Prostate enlargement: these are the typical complaints

About every second man over 50 and almost every over 80 years has a benign prostate enlargement. As a rule, enlargement begins at the age of 30. It is a very natural process. This is pointed out by Uro-GmbH Nordrhein, an association of resident urologists. However, only every fifth affected person has to undergo treatment, but without exception everyone should be examined once a year.

In contrast to prostate cancer, which mainly occurs in the outer area of ​​the prostate, the enlargement mainly develops inside. Since the prostate gland is anatomically close to the urethra, it can lead to narrowing and thus to varying degrees of discomfort when urinating. "Sufferers often notice that the urine stream weakens, difficulty starting to urinate and that several attempts are necessary to completely empty the bladder," explains urologist Dr. Reinhold Schaefer from Uro-GmbH North Rhine.

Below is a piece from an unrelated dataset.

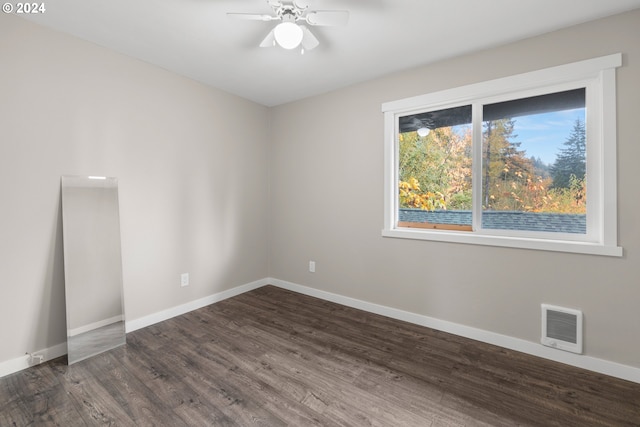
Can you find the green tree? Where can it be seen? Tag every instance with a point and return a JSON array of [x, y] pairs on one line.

"Further indications for enlargement are increased pressure when urinating, more frequent toilet visits or dripping urine." As the enlargement progresses, residual urine is formed. If urine remains in the bladder, germs settle more easily and the risk of urinary tract infections and kidney stones increases. In the worst case, the prostate enlarges so much that urine accumulation occurs, which can also damage the kidneys.

The visit to the specialist is important in order to differentiate the benign disease from a possible prostate cancer. In addition to a detailed medical history, the doctor also performs a physical exam from the rectum to diagnose an enlarged prostate.

Accompanying urine and blood tests provide information on kidney function and possible bacterial infections. Urine beam measurements, ultrasound examinations and the determination of the PSA value are further important components. If patients are only slightly disturbed by the prostate enlargement, an annual check is sufficient. If the quality of life is significantly reduced, the urologist initiates therapy. Depending on the severity of the symptoms, other diseases and patient wishes, drug or surgical therapies are used. However, an enlarged prostate is often not a problem. (sb, Pm)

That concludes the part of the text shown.